NATO is considering placing thousands of additional troops in Poland and the Baltic states, Defense Secretary Ashton B. Carter said Monday, adding that any new forces in the region would be rotational and part of an effort to deter future Russian aggression.
The Pentagon chief would not specify what countries would contribute troops, but said the possible deployment is one of several options being weighed by the alliance. Any final decision to bolster troop levels in Europe will probably be made at a NATO summit in Warsaw this summer, he said.
Some aspects of the possible deployment were first reported in the Wall Street Journal on Friday. According to the report, the contingent could comprise four battalions of roughly 1,000 troops apiece. Western officials told the Journal that two of the battalions would come from the United States and the other two from Germany and Britain. But the officials said the numbers and contributions have not been finalized.
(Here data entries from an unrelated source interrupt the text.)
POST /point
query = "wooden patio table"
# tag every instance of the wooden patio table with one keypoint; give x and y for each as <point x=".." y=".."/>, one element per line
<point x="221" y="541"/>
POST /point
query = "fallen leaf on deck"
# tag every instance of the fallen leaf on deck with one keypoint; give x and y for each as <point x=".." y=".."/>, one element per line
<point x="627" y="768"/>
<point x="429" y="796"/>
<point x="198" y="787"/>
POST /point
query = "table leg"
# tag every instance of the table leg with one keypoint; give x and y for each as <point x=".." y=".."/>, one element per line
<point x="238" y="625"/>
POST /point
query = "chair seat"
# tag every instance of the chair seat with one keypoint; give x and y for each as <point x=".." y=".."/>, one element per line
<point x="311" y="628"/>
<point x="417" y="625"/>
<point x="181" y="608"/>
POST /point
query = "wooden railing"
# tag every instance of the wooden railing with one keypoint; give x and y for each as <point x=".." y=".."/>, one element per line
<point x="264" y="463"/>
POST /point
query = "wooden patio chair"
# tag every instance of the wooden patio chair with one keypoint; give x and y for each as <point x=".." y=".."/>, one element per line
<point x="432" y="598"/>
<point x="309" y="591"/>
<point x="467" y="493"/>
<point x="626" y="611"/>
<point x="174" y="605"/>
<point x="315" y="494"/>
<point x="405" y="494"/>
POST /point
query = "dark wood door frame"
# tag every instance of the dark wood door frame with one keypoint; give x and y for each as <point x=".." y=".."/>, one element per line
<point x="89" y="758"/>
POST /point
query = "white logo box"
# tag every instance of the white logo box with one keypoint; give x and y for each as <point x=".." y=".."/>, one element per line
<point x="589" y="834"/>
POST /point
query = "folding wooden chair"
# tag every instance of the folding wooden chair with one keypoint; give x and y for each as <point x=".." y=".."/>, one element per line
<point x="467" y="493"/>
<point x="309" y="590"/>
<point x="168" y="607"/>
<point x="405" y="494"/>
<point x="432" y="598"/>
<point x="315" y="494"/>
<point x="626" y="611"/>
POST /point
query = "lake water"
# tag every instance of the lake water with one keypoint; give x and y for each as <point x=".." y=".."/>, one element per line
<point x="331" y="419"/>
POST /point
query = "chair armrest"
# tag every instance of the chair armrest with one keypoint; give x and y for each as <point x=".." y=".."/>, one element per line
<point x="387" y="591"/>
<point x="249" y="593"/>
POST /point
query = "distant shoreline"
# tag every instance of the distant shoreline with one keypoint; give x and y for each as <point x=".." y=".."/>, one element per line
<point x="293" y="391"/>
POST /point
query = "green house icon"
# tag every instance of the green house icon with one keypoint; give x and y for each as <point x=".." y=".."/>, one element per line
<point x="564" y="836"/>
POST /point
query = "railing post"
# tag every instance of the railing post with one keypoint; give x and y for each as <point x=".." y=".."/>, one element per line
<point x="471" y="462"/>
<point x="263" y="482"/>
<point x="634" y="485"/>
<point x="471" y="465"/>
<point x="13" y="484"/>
The new NATO presence would be in addition to the recently formed Very High Readiness Joint Task Force. The task force, created last year, is composed of 5,000 troops from various NATO countries and is designed to act as a quick response unit for the alliance.
“There are a number of bilateral initiatives that the U.S. has put forward to increase security and defense in Europe, but there are also a number of efforts going on under a NATO context to increase deterrence and defense,” said a senior U.S. defense official who spoke on the condition of anonymity to talk about military planning.
A significant addition of troops was discussed and agreed upon in principle during a NATO meeting in February, but many of the details had yet to be ironed out.
“We will have as much presence in the East as needed,” NATO Secretary General Jens Stoltenberg said at the time.
Carter’s indication that NATO might be willing to commit more resources to Eastern Europe comes as he visits Germany to oversee the changeover of European Command’s top general. U.S. Army Gen. Curtis Scaparrotti is set to replace Air Force Gen. Philip M. Breedlove in a Tuesday ceremony here. Carter is expected to make a series of remarks aimed at reassuring U.S. allies that the Pentagon will help Europe confront challenges including the waves of migrants that have poured into the European Union and some of Russia’s actions.
In recent weeks, Russian aircraft have intercepted at least one U.S. RC-135 reconnaissance aircraft and buzzed a U.S. destroyer operating in the Baltic Sea. In April, two unarmed Russian Su-24 multi-role fighters performed multiple close passes over the USS Donald Cook. At one point the Russian aircraft came within 30 feet of the ship’s deck. U.S. officials have called the flybys unprofessional, while the Russian Defense Ministry has played down the incidents.
In February, the Pentagon announced it was quadrupling the budget for its European Reassurance Initiative to $3.4 billion for fiscal 2017. The new funds will support the continuous presence of three U.S. Army brigades of roughly 2,500 soldiers each in Eastern Europe by the end of 2017. Earlier parts of the Reassurance Initiative involved the positioning of U.S. equipment in Europe for deploying units to use for training. Under the current program, the equipment will be modernized and can be used for combat, a move that Pentagon officials say pushes the scope of the initiative from “reassurance to deterrence.”
Currently there are roughly U.S. 60,000 troops stationed in Europe, with an additional 4,000 rotational troops.